I was thinking how I like to be a swiss-army knife tech guy. I am studying for the LPI Linux exam, and wondered suddenly why employers don't value an "answers guy" (or gal). You know, a person you can go to with questions and problems and he (or she) can figure out or just knows the answer. Then it struck me that Valve's model kinda does that. I've been reading a lot about the company and I wish there was a case study about them. Their flat management style seems extremely effective and unfortunately unique. Being a private company, it can run its ship however it wants so Valve runs it in an interesting way. They don't hire people for particular jobs. They hire people and basically let them figure out where they can contribute the most. Desk have wheels because on a project per project basis you may be moving around forming different teams.

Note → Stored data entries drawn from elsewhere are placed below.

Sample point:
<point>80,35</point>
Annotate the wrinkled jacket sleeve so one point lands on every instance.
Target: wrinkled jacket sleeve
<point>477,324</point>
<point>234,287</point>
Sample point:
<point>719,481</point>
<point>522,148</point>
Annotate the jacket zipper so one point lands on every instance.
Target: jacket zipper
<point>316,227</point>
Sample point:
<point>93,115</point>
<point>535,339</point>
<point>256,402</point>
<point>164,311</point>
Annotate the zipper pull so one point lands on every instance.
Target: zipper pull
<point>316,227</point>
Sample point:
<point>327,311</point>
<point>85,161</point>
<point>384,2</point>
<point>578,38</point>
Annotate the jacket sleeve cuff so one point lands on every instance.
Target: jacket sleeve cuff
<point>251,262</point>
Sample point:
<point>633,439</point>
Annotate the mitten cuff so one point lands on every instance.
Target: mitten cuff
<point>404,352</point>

It sounds like an Agile-dream workplace. But a key here is not the way they work but how they hire. While they look for people with certain skills, by not hiring them for a specific job, their "answer guy/gal" abilities are fully tapped. Is your sys-admin really good at marketing? In a traditional company you'd have no way of knowing and even worse no way of using that talent. Defined roles segregate and also limit the scope of the possible contribution. I always felt ham-stringed in my previous roles, having to play politics sometimes successfully and sometimes not to contribute to different areas than my little circumscribed job responsibilities. The traditional way also treats people like machines, do this, get that, and so makes the automatization of their job at least by the rough 10,000 feet view possible. So weirdly by enforcing the limits of the job title you get the value that a machine would produce or could produce and you get less of that human magic that no machine could substitute.

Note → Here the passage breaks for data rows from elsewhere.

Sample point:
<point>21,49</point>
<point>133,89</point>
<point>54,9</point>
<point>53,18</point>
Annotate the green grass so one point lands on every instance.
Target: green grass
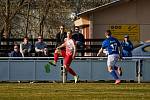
<point>70,91</point>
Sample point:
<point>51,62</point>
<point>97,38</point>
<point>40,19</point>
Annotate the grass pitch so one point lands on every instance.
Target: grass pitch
<point>71,91</point>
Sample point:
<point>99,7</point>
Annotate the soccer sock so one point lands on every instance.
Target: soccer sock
<point>56,57</point>
<point>71,71</point>
<point>113,73</point>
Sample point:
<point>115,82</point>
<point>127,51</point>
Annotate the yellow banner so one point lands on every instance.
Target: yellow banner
<point>118,31</point>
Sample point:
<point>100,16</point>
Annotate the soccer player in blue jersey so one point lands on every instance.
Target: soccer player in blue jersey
<point>112,45</point>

While I worked in Quality Assurance, I wrote programs (with the help of tech guys like Jason Rowlands or Roupang Wang) that allowed my job to be more automated, even though this reduced my "job security" it increased quality by automating certain tasks. I'm thinking of dub-card creation, where me and Jason hashed out a Javascript script for Photoshop that allowed you to output as many perfectly formated cards as you wanted out of one source psd file. Together it took us around thirty minutes to hash out what I hadn't been able to do on my own. This actually made me more replaceable and I had to seek out Jason out of his normal work duties, and create space in my schedule to tackle the creation of the script. Yet it saved massive time and increased quality in the future. The sort of step that betters productivity and quality that businesses so crave. And it came from my own time. I basically had to slightly subvert the system to do it.

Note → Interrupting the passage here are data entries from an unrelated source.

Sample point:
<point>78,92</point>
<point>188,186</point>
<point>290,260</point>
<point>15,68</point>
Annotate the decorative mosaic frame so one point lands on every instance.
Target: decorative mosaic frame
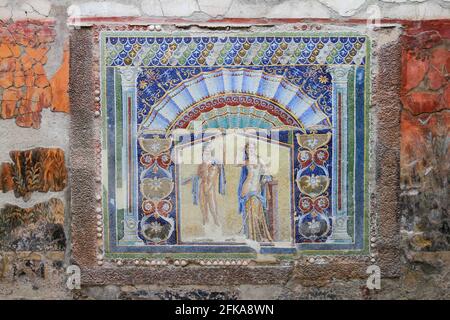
<point>137,259</point>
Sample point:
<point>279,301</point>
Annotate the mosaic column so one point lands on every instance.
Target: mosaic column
<point>339,155</point>
<point>129,155</point>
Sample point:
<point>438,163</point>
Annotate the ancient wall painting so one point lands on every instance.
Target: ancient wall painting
<point>34,170</point>
<point>234,144</point>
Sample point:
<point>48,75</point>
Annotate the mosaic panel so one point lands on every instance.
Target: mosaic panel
<point>234,145</point>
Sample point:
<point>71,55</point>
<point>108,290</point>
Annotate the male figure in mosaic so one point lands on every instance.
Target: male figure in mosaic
<point>207,184</point>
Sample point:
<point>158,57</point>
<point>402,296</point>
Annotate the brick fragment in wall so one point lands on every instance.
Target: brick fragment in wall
<point>24,87</point>
<point>39,169</point>
<point>39,228</point>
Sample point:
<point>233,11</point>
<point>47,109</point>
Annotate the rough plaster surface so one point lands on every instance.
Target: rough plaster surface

At another time I was teaching myself programming in the break-room. I had my massive book(I use it for weightlifting now) 'Learning to Program Python' plopped open while I ate. Roupang asked me why I was reading that. I told him I needed a simple program that would reverse letters in a line but not the line order to convert Hebrew and Arabic text from the input order (left to right) to the reading order (right to left) so I could use them in graphics. The order of Hebrew letters seemed to be a perpetual problem in many of the international graphics I got at the time. The program is dead simple, I even recently coded a Sinatra app that does it, but invaluable if you need it and need it quickly. Roupang, a programmer with the company, offered to write it for me. He said it would take him 5 minutes. And he was right. Yet after it got out he'd done that for me access to the programmers by production (and hence Quality Control) was restricted and the production team was 'reprimanded' for not seeking approval. Shortly there after Roupang's office was moved behind a glass wall into a different department. I was specifically denied entry to it. Yet a 5 minute program that was so useful that when I showed it to the graphics people, they immediately wanted to copy it and include it in their workflow. But again by giving them my little program, I increased quality but reduced my "job security." Because my "job security" was so tied to the specific tasks I'd been assigned to do not my contributions to the company.

This top-down segregated management is clearly not optimal, but stems from the view that people are like 'cogs' in that they are interchangeable and only do one job. And this view starts with the hiring process. What can you do (for us)? What can you do (to make us money)? What can you do (for me)? Seems to be the only filter that is used. A more valuable one is to hire great people and let them go where they can contribute the most. It's not only more human, I have a feeling it can also be largely more profitable. Other qualities like how much a person knows, how quickly they can learn, how good they are at benefiting the team, their creativity and passion then become valuable assets, not ones that need to subvert the system to survive.